Li Shuang, Zhang Liuchao, Wang Liuying, Ji Jianxin, He Jia, Zheng Xiaohan, Cao Lei, Li Kang
Department of Biostatistics, School of Public Health, Harbin Medical University, Harbin 150081, China.
Molecules. 2024 Apr 14;29(8):1784. doi: 10.3390/molecules29081784.
Detecting the unintended adverse reactions of drugs (ADRs) is a crucial concern in pharmacological research. The experimental validation of drug-ADR associations often entails expensive and time-consuming investigations. Thus, a computational model to predict ADRs from known associations is essential for enhanced efficiency and cost-effectiveness. Here, we propose BiMPADR, a novel model that integrates drug gene expression into adverse reaction features using a message passing neural network on a bipartite graph of drugs and adverse reactions, leveraging publicly available data. By combining the computed adverse reaction features with the structural fingerprints of drugs, we predict the association between drugs and adverse reactions.
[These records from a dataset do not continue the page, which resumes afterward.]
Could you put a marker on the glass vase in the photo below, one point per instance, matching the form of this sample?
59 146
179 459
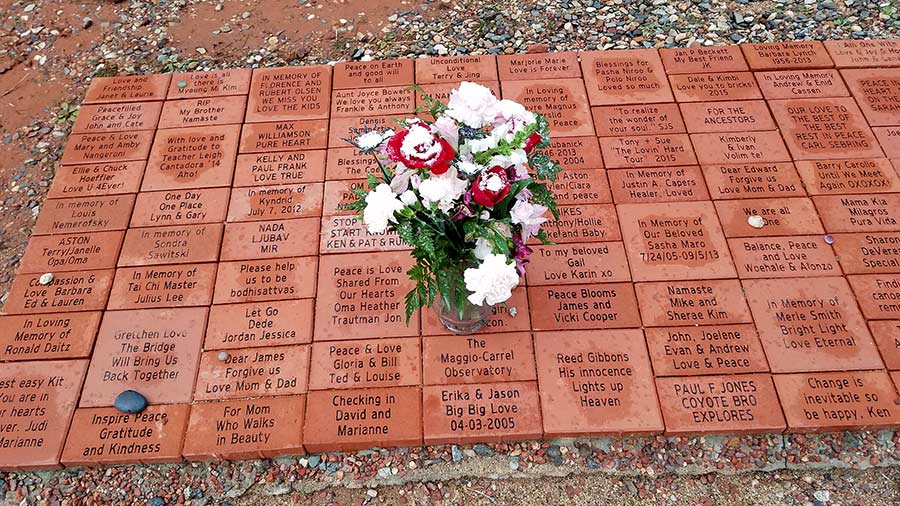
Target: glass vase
466 320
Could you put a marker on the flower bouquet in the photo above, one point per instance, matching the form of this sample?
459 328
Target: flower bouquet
466 191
Our models obtained high AUC (area under the receiver operating characteristic curve) values ranging from 0.861 to 0.907 in an external drug validation dataset under differential experiment conditions. The case study on multiple BET inhibitors also demonstrated the high accuracy of our predictions, and our model's exploration of potential adverse reactions for HWD-870 has contributed to its research and development for market approval. In summary, our method would provide a promising tool for ADR prediction and drug safety assessment in drug discovery and development.
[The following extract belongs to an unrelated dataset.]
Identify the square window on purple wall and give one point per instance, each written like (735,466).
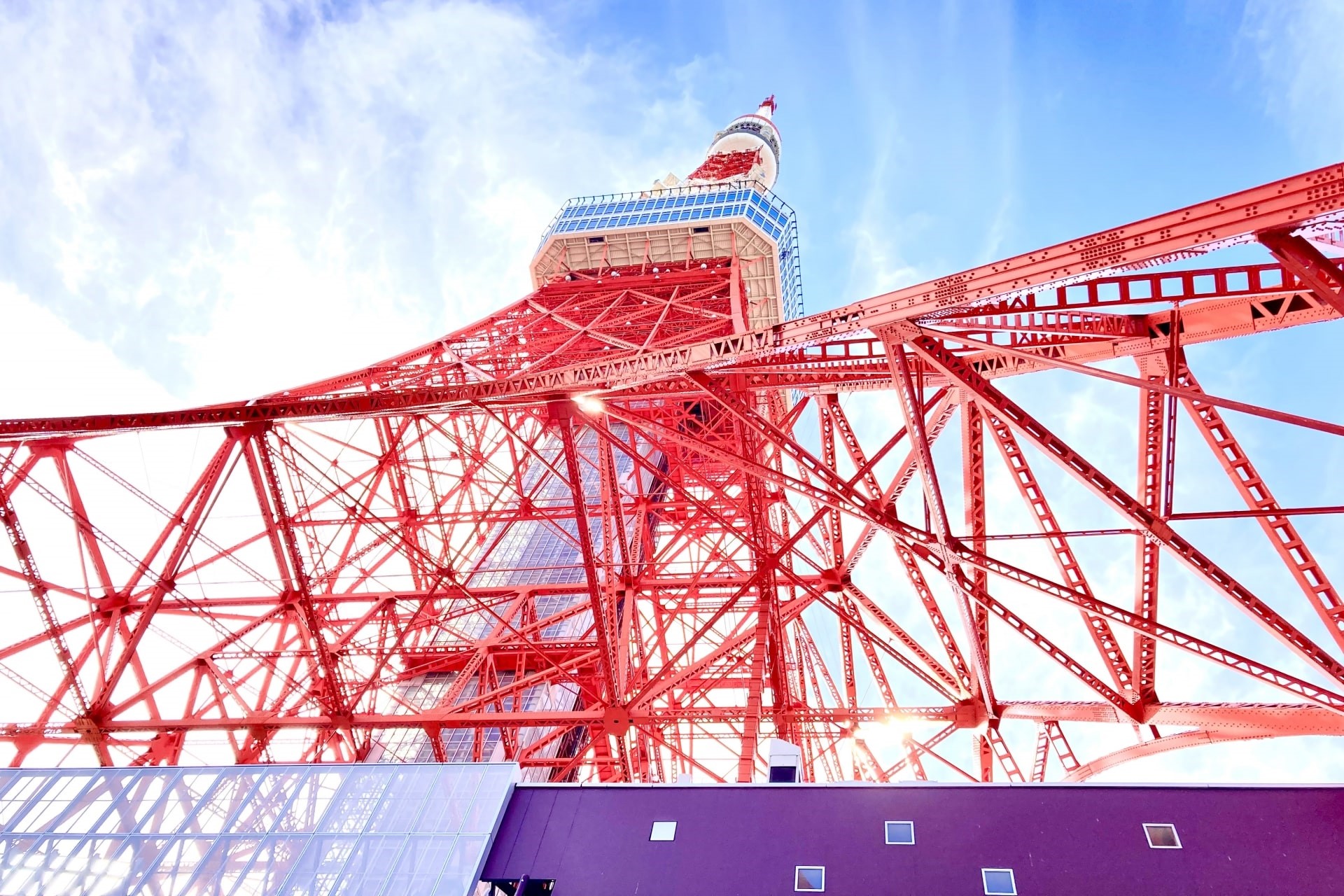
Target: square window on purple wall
(809,879)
检测药物的意外不良反应(ADR)是药理学研究中的一个关键问题。药物-ADR关联的实验验证通常需要进行昂贵且耗时的研究。因此,一个从已知关联预测ADR的计算模型对于提高效率和成本效益至关重要。在此,我们提出了BiMPADR,这是一种新颖的模型,它在药物和不良反应的二分图上使用消息传递神经网络,将药物基因表达整合到不良反应特征中,并利用公开可用的数据。通过将计算出的不良反应特征与药物的结构指纹相结合,我们预测药物与不良反应之间的关联。在差异实验条件下的外部药物验证数据集中,我们的模型获得了0.861至0.907的高AUC(受试者工作特征曲线下面积)值。对多种BET抑制剂的案例研究也证明了我们预测的高度准确性,并且我们的模型对HWD-870潜在不良反应的探索有助于其研发以获得市场批准。总之,我们的方法将为药物发现和开发中的ADR预测及药物安全性评估提供一个有前景的工具。